Ma torniamo al fortunato Cancelliere. La casa è la sua, e sua è anche l’ostentata eleganza della veste di broccato a fiori dorati, con gli orli del collo e delle maniche di pelliccia. Certo, davanti alla Vergine, che si è introdotta in casa sua, egli sta in ginocchio e con le mani giunte. Ma non mostra devozione. È l’espressione del volto a tradirlo: un ritratto di così intenso realismo (fisionomico e psicologico) da non avere l’eguale neanche nell’eloquentissimo Uomo con il turbante rosso, e nell’Uomo dal garofano, pure intensissimo.
Il Cancelliere ha uno strano taglio di capelli, con la sfumatura alta ai lati, che definisce una sorta di zucchetto. Questo taglio austero conferisce serietà, rigore, concretezza al personaggio (3). I suoi gusti sono molto sofisticati. La stoffa del suo abito, come il velluto che ricopre l’inginocchiatoio o il cuscino su cui siede la Vergine, sono di provenienza italiana, probabilmente fatti arrivare da Lucca grazie a Giovanni Arnolfini, anche lui fortunato committente di Jan van Eyck. Il Cancelliere, più che lusingato, sembra infastidito dalla ingombrante, divina, presenza. Non adora. Lui e la Madonna sono vicini, ma restano distanti. Rolin sembra chiedersi: resterà molto?
Nei suoi occhi ci sono concentrazione e preoccupazione, e quasi un velo di malinconia. La Madonna, a sua volta, non mostra né comprensione né benignità, pensa solo al suo bambino, con circospezione, quasi con diffidenza, nell’ambiente sontuoso. Il Cancelliere lo avverte, ne ha viste tante, ha quasi 60 anni, lo dicono le vene sulla fronte e le pieghe sul collo. Chiede al pittore di avere, nella composizione, lo stesso peso della Vergine. Alla pari, senza gerarchie. Stanno entrambi sulla terra, ma in casa sua. La Madonna resta un’estranea, un’ospite. Passeggera o a tempo indeterminato? E sono nello stesso spazio, aldilà delle apparenze, o in spazi diversi, non comunicanti? L’esattezza della visione impone di credere che la Madonna è li, a casa. Rolin ostenta indifferenza.
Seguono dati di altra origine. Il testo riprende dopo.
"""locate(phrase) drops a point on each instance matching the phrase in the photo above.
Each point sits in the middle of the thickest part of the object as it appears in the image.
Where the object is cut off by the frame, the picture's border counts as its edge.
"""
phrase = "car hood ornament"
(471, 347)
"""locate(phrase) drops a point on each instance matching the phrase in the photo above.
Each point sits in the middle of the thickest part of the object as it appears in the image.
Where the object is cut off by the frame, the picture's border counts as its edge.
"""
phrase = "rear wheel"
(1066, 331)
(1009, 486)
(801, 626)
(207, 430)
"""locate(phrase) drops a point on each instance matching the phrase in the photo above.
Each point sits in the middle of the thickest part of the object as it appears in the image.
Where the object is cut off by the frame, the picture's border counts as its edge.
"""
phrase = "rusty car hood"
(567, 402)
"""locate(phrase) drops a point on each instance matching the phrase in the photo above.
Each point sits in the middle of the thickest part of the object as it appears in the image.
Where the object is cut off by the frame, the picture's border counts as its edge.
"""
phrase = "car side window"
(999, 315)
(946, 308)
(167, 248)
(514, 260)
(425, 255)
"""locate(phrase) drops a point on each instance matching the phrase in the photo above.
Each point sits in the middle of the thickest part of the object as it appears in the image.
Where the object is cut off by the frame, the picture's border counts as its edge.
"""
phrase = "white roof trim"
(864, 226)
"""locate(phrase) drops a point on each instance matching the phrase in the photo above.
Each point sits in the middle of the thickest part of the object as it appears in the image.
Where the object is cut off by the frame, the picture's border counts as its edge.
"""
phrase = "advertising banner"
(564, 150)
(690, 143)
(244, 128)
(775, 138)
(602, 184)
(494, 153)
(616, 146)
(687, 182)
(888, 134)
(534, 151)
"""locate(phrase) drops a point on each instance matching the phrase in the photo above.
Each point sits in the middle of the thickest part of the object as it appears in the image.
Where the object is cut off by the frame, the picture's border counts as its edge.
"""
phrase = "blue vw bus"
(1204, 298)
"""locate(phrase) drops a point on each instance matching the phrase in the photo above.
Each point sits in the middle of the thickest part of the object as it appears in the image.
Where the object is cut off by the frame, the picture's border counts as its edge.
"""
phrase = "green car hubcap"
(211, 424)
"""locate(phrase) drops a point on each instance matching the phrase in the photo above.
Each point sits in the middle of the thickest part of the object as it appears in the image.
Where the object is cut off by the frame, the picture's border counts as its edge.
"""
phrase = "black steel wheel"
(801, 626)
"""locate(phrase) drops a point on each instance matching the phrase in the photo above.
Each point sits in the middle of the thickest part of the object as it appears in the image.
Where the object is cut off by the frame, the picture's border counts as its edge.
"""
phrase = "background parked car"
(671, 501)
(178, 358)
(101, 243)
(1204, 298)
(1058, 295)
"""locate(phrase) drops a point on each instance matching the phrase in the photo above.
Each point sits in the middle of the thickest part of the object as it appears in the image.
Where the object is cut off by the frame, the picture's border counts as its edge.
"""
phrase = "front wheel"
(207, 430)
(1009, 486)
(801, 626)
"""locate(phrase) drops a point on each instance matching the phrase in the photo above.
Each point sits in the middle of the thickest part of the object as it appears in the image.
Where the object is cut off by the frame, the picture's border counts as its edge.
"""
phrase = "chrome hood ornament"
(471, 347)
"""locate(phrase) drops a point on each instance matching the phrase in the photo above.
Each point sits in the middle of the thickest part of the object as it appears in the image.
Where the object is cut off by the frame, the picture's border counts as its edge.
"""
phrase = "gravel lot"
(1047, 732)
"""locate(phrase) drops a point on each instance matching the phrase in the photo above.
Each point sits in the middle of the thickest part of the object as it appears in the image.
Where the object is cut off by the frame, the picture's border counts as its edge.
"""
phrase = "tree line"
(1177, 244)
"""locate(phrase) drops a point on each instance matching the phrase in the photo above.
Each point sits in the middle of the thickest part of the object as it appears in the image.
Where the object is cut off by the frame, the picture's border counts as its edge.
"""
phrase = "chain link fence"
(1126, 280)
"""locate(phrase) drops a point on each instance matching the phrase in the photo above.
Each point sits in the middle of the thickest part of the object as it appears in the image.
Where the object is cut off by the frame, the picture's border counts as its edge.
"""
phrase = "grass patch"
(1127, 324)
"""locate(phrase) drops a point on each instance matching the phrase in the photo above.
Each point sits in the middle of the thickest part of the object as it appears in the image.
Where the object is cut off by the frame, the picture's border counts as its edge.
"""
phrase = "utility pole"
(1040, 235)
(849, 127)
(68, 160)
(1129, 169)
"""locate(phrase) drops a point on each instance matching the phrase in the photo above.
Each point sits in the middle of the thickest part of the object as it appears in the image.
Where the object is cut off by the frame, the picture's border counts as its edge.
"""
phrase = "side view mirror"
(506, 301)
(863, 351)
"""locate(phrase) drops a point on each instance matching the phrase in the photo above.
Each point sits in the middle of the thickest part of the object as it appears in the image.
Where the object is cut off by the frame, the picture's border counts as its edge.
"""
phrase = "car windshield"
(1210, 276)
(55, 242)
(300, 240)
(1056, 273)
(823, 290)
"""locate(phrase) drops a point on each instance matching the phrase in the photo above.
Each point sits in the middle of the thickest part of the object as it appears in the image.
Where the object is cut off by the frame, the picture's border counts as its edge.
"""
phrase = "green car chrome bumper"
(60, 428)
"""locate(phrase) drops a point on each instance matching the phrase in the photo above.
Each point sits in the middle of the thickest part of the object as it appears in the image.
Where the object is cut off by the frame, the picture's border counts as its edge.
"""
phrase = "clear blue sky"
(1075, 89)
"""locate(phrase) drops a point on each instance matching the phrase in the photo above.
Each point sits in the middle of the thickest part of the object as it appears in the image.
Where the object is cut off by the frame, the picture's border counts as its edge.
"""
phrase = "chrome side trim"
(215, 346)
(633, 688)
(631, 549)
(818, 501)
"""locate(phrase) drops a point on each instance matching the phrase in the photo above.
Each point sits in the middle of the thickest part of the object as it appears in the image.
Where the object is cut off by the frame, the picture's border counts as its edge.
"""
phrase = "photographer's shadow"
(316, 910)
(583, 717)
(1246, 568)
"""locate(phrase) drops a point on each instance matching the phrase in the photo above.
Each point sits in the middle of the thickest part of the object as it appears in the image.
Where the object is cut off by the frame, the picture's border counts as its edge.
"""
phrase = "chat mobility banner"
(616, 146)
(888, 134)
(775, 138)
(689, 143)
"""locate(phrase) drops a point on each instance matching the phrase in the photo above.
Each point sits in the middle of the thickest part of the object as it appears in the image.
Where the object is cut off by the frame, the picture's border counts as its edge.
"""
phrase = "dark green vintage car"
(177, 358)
Il suo rapporto con Jan van Eyck garantisce per lui, così come il Codice che ha davanti, nel genere dei Libri d’ore, simile a quello di Torino, miniato per il Duca di Berry, anche dallo stesso artista. Rolin è abituato alla bellezza, all’eleganza, al potere, è un uomo di mondo.
Pensa a quando potrà tornare liberamente, senza autorità, regine da ricevere, nel suo giardino, con i gigli, le rose, i pavoni, le gazze. Per puro piacere. Dopo il giardino, la larga terrazza con il parapetto merlato accoglie due ospiti in attesa, che portano il caratteristico «capperone», un elaborato copricapo tra il cappuccio e il turbante. Oltre il loggiato si apre una florida città sul fiume, forse Bruges o la stessa Autun. Nel primo caso il fiume è lo Zwin, un canale naturale che consente l’apertura sul mare del Nord; nel caso di Autun il fiume è l’Arroux: certamente una veduta realistica, difficilmente riconoscibile oggi.
Il Cancelliere chiede al pittore di dipingere il suo mondo, dentro e fuori la casa. È talmente forte che la Vergine non solo appare estranea ma, appartenendo a un’altra dimensione, si autoesclude. Quello che si vede è tutto del Cancelliere Rolin. Ed egli, in cuor suo, sta pensando di comprare anche la Madonna, assimilata alle sue cose. Il miracolo riesce a Jan van Eyck. Neanche Piero della Francesca, introducendo Federico da Montefeltro nella pala di Urbino, riuscì a tanto.